CIA Engages in Domestic Surveillance With the Connivance of New York Cops
Yesterday, I wrote, "[t]he surveillance state is better established than most people realize, and reaches far beyond our communications and Internet activities," and how right I was. I may have been referrring to the spreading use of license-plate cameras, but it turns out that the classic spook outfit, the Central Intelligence Agency, has turned its sights inwards, on Americans, with the enthusiatic collaboration of the Intelligence Division of New York City's own NYPD. We know this courtesy of a Central Intelligence Agency Inspector General's report obtained by the Electronic Privacy Information Center via that legal jaws of life known as a Freedom of Information Act request. The report concludes there's "insufficient basis to merit a full investigation" into CIA activities in New York City, even though it found "irregular personnel practices" and other lapses in the conduct of the CIA's relationship with the NYPD.
The IG's report was prompted by a 2011 Associated Press story on the intelligence relationship, raising questions about whether the report was a response to public embarrassment, or to an actual revelation about CIA conduct learned only from the press. The CIA's relationship with the NYPD apparently began in 2002, after a retired CIA officer was appointed deputy director of the NYPD-ID.
In Review of the CIA-NYPD Relationship, Inspector General David Buckley notes that the "Agency's longstanding relationship with the NYPD-ID is unique. OIG is unaware of any similar relationship between the Agency and other local law-enforcemet entities in the United States." This is probably a good thing, given the acknowledged risks of "negative public perception," especially with regards to the CIA stepping outside its appropriate bounds.There is also, the IG notes, "the risk that CIA officers could become involved in law enforcement matters." That's no small concern, since the CIA's own Website defines the Agency director's mission as "[c]ollecting intelligence through human sources and by other appropriate means, except that he shall have no police, subpoena, or law enforcement powers or internal security functions."
The report continues:
With these considerations in mind, OIG's discovery of a number of irregular personnel practices, the lack of formal documentation in some imporatant instances, and the varying degrees of management and legal oversight regarding the CIA-NYPD relationship post-9/11 is noteworthy. The revelation of these issues, as discussed in more detain in the Executive Summary, leads me to conclude that the risks associated with the Agency's relationship with NYPD were not fully considered and that there was inadequate direction and control by the Agency managers responsible for the relationship.

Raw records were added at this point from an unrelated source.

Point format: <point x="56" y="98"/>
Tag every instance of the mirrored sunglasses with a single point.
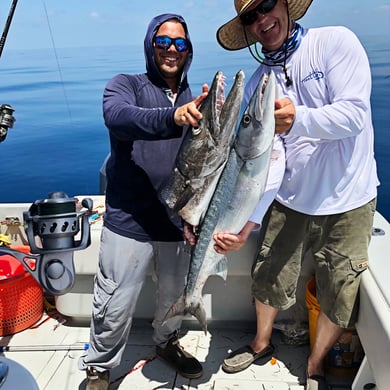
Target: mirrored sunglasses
<point x="163" y="42"/>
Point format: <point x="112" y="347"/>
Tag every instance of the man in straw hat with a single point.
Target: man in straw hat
<point x="327" y="197"/>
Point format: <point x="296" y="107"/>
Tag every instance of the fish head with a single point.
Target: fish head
<point x="199" y="152"/>
<point x="257" y="125"/>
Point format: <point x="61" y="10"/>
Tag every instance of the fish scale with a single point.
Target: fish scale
<point x="240" y="188"/>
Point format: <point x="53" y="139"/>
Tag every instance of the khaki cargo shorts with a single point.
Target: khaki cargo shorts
<point x="339" y="246"/>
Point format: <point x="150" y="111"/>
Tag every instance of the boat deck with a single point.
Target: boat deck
<point x="140" y="369"/>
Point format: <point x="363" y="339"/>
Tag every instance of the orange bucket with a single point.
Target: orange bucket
<point x="347" y="353"/>
<point x="21" y="297"/>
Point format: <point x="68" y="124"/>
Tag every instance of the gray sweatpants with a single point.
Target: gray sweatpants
<point x="123" y="264"/>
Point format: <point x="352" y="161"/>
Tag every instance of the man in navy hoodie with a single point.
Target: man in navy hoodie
<point x="147" y="116"/>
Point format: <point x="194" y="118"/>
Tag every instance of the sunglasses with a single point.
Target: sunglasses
<point x="163" y="42"/>
<point x="264" y="7"/>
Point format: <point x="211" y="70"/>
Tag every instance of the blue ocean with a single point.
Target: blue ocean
<point x="59" y="141"/>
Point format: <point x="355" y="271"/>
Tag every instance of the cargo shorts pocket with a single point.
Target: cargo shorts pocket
<point x="359" y="265"/>
<point x="104" y="289"/>
<point x="263" y="254"/>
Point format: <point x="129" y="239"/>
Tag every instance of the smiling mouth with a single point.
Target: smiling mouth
<point x="269" y="28"/>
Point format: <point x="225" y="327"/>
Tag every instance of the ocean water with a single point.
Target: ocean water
<point x="59" y="140"/>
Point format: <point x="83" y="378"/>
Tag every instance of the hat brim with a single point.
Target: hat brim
<point x="231" y="35"/>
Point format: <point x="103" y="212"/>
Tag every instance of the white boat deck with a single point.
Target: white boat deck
<point x="140" y="369"/>
<point x="52" y="346"/>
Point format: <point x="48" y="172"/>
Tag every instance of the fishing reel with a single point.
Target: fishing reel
<point x="6" y="120"/>
<point x="51" y="226"/>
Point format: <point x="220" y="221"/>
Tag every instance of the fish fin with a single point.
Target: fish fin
<point x="184" y="198"/>
<point x="220" y="268"/>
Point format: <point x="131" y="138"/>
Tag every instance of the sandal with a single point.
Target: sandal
<point x="243" y="357"/>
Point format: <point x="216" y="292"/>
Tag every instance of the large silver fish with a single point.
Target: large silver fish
<point x="204" y="152"/>
<point x="239" y="190"/>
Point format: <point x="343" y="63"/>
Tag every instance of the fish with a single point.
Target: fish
<point x="236" y="196"/>
<point x="204" y="151"/>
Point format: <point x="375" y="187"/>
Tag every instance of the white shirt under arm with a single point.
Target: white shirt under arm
<point x="330" y="165"/>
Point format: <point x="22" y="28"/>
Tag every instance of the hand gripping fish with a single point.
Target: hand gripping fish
<point x="238" y="192"/>
<point x="204" y="152"/>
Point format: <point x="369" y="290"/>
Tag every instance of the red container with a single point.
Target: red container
<point x="21" y="297"/>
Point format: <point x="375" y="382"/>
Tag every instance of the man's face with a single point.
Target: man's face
<point x="169" y="60"/>
<point x="270" y="28"/>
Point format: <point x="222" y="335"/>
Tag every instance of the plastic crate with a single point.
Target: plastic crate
<point x="21" y="297"/>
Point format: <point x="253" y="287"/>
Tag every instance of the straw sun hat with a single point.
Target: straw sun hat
<point x="231" y="35"/>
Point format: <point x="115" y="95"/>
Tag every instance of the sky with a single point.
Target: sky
<point x="86" y="23"/>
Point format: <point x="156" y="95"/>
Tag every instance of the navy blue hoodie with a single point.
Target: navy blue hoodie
<point x="144" y="142"/>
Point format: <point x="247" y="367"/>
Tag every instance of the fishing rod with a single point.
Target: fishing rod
<point x="6" y="118"/>
<point x="29" y="348"/>
<point x="7" y="25"/>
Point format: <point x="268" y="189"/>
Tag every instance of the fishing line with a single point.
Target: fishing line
<point x="58" y="63"/>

Specific problems included the mishandling of "potentially unfiltered NYPD-ID reports." Part of the problem here seems to be that a CIA officer given leave without pay to work full-time with the NYPD was never advised as to prohibitions on CIA domestic activity "and believed he had 'no limitations' as far as what he could or could not do." Ultimately, this CIA officer came to direct "ALL NYPD investigations, operations and surveillance activities directed at US persons and non-US persons."
Since this CIA officer he was on leave without pay, however, (though apparently paid by the NYPD), the CIA's Office of the General Counsel concluded that legal restrictions on CIA law enforcement activities don't apply.
Nice end run.
In return, an NYPD detective was apparently offered "Agency operational training," though he or she failed to successessfully complete the course.

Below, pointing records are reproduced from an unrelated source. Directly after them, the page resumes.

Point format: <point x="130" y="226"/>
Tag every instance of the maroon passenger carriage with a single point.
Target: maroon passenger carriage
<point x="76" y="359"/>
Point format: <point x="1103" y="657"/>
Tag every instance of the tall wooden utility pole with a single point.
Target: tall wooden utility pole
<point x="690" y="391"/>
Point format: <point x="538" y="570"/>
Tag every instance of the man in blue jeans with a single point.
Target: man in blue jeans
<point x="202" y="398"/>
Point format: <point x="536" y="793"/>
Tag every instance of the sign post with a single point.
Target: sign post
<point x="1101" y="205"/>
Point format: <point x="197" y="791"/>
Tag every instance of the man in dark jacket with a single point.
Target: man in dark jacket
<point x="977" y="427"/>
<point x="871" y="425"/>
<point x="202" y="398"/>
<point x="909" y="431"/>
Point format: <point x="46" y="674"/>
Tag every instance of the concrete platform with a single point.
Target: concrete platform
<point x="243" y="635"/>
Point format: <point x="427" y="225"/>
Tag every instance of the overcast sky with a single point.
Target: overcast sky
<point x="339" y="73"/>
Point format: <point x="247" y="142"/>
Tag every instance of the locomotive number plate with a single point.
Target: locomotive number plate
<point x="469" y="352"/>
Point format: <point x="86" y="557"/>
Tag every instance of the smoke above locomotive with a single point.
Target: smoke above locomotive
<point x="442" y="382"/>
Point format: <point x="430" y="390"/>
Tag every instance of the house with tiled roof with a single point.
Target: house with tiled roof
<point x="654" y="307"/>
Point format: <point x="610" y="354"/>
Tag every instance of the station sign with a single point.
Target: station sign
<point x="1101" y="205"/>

Other CIA officers were also detailed to the NYPD to analyze intelligence reports and liaise between the police department and other agencies, including the FBI.

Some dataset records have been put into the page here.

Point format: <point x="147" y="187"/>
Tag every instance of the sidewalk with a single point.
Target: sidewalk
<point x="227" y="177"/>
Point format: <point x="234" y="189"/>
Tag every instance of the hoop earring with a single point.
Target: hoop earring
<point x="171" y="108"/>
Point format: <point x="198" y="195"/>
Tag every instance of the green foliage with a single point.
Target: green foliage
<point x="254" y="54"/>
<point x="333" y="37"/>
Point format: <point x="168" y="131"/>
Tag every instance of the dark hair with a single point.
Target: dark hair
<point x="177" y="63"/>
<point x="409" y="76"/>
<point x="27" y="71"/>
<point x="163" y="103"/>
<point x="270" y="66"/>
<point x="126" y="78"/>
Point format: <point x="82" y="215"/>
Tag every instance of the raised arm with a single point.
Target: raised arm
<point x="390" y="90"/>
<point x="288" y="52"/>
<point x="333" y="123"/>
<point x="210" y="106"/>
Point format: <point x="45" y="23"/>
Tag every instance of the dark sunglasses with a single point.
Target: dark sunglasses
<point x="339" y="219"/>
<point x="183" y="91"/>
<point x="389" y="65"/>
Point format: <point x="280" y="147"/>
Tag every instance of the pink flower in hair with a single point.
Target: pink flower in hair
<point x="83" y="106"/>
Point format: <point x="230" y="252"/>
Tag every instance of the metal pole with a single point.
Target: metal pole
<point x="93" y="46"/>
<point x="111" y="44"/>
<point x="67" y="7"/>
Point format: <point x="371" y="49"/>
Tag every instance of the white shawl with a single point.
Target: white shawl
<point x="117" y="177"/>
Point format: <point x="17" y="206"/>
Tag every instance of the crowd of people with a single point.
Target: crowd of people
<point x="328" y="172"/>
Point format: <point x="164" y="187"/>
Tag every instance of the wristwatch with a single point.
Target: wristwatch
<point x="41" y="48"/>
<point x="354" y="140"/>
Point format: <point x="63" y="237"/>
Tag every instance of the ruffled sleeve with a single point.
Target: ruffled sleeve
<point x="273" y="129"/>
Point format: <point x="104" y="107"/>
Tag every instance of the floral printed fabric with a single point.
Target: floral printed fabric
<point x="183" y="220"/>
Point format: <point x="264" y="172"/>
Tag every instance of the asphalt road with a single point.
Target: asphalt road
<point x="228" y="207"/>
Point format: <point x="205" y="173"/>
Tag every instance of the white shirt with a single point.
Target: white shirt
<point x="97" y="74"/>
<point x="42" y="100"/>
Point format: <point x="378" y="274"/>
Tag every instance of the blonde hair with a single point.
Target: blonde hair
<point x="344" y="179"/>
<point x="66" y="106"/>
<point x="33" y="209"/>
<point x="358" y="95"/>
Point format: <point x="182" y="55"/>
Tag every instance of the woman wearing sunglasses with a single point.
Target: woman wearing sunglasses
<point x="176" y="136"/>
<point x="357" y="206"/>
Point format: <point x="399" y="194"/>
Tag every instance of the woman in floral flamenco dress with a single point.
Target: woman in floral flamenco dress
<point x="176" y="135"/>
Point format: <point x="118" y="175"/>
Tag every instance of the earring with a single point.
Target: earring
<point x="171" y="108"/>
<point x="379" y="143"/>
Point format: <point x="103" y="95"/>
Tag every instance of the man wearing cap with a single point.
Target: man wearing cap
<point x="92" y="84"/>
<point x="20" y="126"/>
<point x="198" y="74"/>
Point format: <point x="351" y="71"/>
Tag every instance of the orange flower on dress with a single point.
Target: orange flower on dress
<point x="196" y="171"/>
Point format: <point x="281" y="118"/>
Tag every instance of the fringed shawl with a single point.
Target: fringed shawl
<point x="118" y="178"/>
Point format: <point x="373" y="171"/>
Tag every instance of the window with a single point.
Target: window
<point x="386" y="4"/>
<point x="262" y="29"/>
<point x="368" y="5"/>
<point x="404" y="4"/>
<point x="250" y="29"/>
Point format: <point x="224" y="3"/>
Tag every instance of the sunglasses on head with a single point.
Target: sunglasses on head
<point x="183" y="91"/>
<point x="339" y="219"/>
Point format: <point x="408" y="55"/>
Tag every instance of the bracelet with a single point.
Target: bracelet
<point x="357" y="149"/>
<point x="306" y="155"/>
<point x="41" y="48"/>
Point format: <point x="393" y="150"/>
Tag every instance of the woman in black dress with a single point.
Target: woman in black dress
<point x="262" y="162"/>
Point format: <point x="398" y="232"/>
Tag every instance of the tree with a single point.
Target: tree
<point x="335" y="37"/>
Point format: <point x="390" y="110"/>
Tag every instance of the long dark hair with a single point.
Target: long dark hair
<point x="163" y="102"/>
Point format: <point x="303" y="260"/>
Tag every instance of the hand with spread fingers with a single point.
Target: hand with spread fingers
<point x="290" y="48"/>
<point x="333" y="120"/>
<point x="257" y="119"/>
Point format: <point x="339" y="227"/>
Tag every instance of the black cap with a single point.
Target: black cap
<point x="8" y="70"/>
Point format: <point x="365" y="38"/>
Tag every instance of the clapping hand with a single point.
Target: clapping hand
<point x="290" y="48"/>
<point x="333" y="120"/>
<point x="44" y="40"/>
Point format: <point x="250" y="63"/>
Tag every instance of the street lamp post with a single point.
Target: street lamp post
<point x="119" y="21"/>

Despite the very close relationship between the CIA and NYPD in conducting and analyzing surveillance, and admitted missteps along the way in terms of guidance and handling intelligence reports, Inspector General Buckley concludes there is no "evidence that Agency officers engaged or participated in any activities that violated EO 12333 or the National Security Act of 1947."
So, all is well. Except that the Central Intelligence Agency is now operating domestically, through local police proxies.